Gemona, per i comitati la riforma sanitaria taglia 22 posti letto all'ospedale

Lo annuncia un comunicato del gruppo a difesa del San Michele

Nota - Questo comunicato è stato pubblicato integralmente come contributo esterno. Questo contenuto non è pertanto un articolo prodotto dalla redazione di UdineToday

Dopo mesi di chiacchiere e promesse, la Presidente Serracchiani ha tolto la maschera sul destino del San Michele. Con la Delibera Giuntale n° 2062 del 7 Novembre, hanno deciso l’iniquo  destino del nosocomio gemonese. Numeri e funzioni, che come ipotizzava il Coordinamento dei Comitati, sono quelli di un semplice poliambulatorio/cronicario e non più quelli di un Ospedale per Acuti. 

L’iniqua riforma sanitaria trova così il suo atto conclusivo, in base alla subdola volontà politica del CentroSinistra che governa la Regione, di chiusura di fatto dell’ospedale San Michele.

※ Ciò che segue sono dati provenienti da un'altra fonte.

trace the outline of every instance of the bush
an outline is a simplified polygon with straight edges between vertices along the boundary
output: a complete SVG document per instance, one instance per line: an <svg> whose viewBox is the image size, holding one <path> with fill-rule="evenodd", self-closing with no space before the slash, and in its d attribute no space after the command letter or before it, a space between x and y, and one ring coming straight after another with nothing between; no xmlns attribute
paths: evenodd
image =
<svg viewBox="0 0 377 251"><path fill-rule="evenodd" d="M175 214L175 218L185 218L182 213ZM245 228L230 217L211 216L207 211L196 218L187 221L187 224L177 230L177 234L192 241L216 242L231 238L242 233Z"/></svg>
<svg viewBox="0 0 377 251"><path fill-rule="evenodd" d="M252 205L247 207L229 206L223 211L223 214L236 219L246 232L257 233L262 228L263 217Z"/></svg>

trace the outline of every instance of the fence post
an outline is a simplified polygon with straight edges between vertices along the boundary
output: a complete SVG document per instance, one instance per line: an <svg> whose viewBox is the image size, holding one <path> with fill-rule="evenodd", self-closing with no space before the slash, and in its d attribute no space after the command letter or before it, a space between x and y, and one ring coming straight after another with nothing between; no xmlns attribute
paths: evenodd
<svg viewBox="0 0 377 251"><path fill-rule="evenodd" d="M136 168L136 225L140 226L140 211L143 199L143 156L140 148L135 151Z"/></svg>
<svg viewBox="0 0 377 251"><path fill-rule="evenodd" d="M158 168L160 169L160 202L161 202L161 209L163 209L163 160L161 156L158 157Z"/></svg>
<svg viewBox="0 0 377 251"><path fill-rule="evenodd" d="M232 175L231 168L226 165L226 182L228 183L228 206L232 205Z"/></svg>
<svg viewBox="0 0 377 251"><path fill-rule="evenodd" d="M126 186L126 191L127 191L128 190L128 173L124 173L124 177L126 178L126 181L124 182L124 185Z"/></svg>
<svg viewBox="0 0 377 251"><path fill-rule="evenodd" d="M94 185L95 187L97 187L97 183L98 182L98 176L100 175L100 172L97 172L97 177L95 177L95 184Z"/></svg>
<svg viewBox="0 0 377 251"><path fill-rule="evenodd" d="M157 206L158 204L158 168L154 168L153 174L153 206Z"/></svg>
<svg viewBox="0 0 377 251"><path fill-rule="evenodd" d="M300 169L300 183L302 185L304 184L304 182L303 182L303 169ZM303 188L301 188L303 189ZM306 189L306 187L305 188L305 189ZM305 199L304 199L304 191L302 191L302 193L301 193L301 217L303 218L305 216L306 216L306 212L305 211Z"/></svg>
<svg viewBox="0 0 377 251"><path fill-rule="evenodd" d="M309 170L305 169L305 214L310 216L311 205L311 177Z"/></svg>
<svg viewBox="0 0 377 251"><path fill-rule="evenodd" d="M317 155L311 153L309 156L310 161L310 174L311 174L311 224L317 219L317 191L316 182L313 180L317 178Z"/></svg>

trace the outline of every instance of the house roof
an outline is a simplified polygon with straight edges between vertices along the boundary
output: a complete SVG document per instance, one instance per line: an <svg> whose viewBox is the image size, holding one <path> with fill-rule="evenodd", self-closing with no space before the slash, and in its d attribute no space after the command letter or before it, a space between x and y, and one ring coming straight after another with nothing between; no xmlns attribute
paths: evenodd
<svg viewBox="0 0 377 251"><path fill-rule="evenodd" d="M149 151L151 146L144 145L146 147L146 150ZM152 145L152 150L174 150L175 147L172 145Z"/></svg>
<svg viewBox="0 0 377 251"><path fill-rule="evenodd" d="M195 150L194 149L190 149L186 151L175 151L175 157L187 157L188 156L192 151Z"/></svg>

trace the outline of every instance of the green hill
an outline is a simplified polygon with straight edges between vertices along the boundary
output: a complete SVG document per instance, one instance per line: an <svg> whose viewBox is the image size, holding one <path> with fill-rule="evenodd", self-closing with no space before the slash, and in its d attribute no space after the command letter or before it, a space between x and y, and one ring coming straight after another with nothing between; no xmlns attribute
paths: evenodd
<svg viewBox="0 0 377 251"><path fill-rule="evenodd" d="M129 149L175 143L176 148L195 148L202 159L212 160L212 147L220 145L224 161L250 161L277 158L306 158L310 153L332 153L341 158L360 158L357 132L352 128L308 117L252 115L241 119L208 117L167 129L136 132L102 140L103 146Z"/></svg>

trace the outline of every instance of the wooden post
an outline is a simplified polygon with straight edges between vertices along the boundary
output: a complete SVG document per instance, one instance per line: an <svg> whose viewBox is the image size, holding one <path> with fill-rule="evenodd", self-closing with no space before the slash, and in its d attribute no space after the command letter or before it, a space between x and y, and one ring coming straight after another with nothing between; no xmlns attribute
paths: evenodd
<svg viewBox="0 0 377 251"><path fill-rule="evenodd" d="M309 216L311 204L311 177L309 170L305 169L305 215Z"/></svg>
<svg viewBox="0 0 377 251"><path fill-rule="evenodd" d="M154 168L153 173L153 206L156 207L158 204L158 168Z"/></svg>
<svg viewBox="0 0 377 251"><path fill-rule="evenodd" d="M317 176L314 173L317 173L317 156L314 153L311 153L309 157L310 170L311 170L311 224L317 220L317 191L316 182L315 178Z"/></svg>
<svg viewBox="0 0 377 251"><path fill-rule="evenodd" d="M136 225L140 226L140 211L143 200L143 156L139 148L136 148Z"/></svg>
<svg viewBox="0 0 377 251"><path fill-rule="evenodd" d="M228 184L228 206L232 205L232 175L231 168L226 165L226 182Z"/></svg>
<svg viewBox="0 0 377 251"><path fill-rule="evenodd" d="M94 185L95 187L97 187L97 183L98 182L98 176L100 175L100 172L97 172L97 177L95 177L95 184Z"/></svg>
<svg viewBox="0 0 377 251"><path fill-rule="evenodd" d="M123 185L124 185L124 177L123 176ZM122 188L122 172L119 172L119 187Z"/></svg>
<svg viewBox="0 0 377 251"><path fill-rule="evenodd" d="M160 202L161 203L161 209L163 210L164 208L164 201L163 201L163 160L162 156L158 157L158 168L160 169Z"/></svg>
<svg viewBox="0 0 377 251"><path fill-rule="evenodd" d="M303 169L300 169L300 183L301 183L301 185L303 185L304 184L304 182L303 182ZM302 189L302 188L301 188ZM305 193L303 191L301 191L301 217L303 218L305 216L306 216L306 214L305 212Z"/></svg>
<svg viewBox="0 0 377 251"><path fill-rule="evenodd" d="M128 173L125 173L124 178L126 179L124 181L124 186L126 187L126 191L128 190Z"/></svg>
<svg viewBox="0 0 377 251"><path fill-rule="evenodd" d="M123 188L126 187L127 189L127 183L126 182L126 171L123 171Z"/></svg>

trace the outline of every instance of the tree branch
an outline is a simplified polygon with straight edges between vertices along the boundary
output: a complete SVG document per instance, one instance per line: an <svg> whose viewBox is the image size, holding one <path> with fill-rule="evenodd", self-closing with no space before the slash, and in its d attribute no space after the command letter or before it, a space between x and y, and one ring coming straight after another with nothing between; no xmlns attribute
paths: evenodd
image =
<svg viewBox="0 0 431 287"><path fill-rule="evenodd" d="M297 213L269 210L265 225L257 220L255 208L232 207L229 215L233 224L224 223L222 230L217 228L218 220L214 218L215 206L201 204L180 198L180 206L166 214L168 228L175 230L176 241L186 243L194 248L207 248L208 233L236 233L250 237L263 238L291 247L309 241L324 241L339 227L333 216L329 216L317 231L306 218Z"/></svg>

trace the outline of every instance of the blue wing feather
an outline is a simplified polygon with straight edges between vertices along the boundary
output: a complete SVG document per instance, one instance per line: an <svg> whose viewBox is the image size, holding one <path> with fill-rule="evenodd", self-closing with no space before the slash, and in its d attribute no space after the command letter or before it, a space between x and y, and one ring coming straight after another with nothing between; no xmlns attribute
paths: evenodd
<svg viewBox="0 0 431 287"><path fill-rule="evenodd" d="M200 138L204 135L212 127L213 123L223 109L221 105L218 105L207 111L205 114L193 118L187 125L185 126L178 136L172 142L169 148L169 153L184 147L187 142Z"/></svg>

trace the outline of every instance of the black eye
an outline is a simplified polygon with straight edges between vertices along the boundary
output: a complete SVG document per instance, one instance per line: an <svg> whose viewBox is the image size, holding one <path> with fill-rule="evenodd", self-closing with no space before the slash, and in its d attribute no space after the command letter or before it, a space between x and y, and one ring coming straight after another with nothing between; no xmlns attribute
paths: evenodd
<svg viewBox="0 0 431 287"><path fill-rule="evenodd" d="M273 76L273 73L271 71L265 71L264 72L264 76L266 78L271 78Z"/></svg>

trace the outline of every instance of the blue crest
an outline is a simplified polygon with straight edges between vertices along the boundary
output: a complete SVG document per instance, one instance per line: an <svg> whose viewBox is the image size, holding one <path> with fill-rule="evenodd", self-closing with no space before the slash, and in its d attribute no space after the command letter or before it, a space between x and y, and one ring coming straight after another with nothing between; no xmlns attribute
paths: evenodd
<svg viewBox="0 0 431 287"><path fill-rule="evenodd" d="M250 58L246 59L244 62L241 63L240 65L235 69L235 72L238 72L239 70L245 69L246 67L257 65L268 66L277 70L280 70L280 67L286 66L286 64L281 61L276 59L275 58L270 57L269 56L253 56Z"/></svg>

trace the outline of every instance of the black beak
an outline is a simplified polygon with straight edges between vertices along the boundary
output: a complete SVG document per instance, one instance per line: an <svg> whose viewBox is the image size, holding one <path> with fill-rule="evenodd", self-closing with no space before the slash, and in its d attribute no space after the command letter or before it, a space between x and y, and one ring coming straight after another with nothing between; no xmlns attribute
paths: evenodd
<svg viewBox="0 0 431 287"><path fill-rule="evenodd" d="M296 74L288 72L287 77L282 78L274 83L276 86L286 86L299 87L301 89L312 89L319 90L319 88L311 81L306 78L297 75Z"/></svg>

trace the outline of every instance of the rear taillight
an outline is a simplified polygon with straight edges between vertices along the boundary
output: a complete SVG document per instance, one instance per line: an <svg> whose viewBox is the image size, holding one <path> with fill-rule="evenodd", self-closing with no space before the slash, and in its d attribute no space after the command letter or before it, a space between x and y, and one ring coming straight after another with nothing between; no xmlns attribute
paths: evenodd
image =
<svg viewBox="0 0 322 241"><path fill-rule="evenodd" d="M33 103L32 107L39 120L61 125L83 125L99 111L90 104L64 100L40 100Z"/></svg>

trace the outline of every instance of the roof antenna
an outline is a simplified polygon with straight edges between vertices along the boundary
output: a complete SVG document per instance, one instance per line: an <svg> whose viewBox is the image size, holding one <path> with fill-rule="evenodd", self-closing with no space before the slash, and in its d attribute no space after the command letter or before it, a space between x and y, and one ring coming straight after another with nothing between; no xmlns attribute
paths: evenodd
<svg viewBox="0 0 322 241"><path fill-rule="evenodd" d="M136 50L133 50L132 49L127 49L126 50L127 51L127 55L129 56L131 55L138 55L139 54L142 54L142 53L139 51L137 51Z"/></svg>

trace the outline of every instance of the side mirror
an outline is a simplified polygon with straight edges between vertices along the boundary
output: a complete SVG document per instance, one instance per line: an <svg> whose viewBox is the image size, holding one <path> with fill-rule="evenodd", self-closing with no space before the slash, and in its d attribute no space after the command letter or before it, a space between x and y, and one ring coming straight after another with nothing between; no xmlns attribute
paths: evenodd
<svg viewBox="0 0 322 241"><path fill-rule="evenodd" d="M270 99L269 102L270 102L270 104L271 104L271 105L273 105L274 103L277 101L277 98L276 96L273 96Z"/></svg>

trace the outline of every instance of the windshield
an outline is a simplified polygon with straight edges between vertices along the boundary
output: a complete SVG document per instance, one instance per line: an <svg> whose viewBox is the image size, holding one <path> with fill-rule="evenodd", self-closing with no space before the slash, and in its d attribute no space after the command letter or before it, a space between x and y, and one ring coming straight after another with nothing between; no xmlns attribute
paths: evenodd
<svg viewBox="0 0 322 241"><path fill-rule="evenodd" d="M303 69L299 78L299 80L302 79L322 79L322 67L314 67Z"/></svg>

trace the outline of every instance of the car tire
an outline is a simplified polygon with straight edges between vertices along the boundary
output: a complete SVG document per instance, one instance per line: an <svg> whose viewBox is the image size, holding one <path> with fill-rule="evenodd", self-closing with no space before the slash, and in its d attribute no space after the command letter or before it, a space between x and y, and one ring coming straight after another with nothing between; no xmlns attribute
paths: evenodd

Una Presidente , che ha la delega alla Montagna, chiude i suoi Ospedali, ( Maniago, Gemona e Cividale ), lasciando a nord di Udine, solo quello di Tolmezzo e ben 15 a sud. Scompaiono così a Gemona la ventina di posti letto della Chirurgia, che oggi è prevalentemente in day hospital e week surgery, dal lunedì al venerdì. Dal 2015 diventerà solo ambulatoriale. Con buona pace dell’attuale apprezzato dipartimento di Urologia.  Verranno inoltre soppressi ben 22 posti letto di Medicina, ( oggi in totale sono 50 ), in un Reparto che attualmente presenta una occupazione dei posti letto del 98%. E’ evidente che i degenti non più ospitabili a Gemona, verranno spartiti fra Tolmezzo e San Daniele, con tutti i problemi per loro e per le famiglie. Ma una politica sorda ai reali problemi di un territorio prevalentemente montano ha deciso così, senza confrontarsi con il territorio e la gente che lo abita.  Sparirà il Pronto Soccorso e l’indispensabile Area di Emergenza, che verranno sostituiti da un punto di Primo Intervento sulle 12/24 ore. Va sottolineato che questo punto, dove sarà presente un medico di base, su base volontaria, potrà dare risposte solo ai codici bianchi e verdi. Per quelli gialli e rossi si verrà portati altrove, con notevole dilatazione dei tempi di intervento e con i prevedibili effetti collaterali per il paziente. Tra l’altro, chi deciderà l’orario  di questo punto non c’è scritto.

Viene però prevista, bontà loro, la possibilità di far salire un medico a bordo dell’ambulanza. Ma sarà un medico abilitato all’Emergenza o un medico di base? Anche questo aspetto fondamentale, rimane nel limbo e non è cosa irrilevante. Infine, in mancanza del PS/Area di Emergenza, dovrà trasferirsi a Udine, il Reparto di Neurologia della Clinica Universitaria, con i suoi 8 posti letto, attualmente presente a Gemona da molti anni. Ulteriore perdita per il territorio. Ma, conclude il Coordinamento, l’affollata Assemblea popolare al Glemonensis del 10 novembre ha dimostrato che la nostra  gente, come anche in altre parti della Regione, si sta rendendo conto della profonda iniquità della riforma ed è disposta a lottare per vedersi riconosciuto il legittimo diritto alla salute uguale per tutti i cittadini della Regione.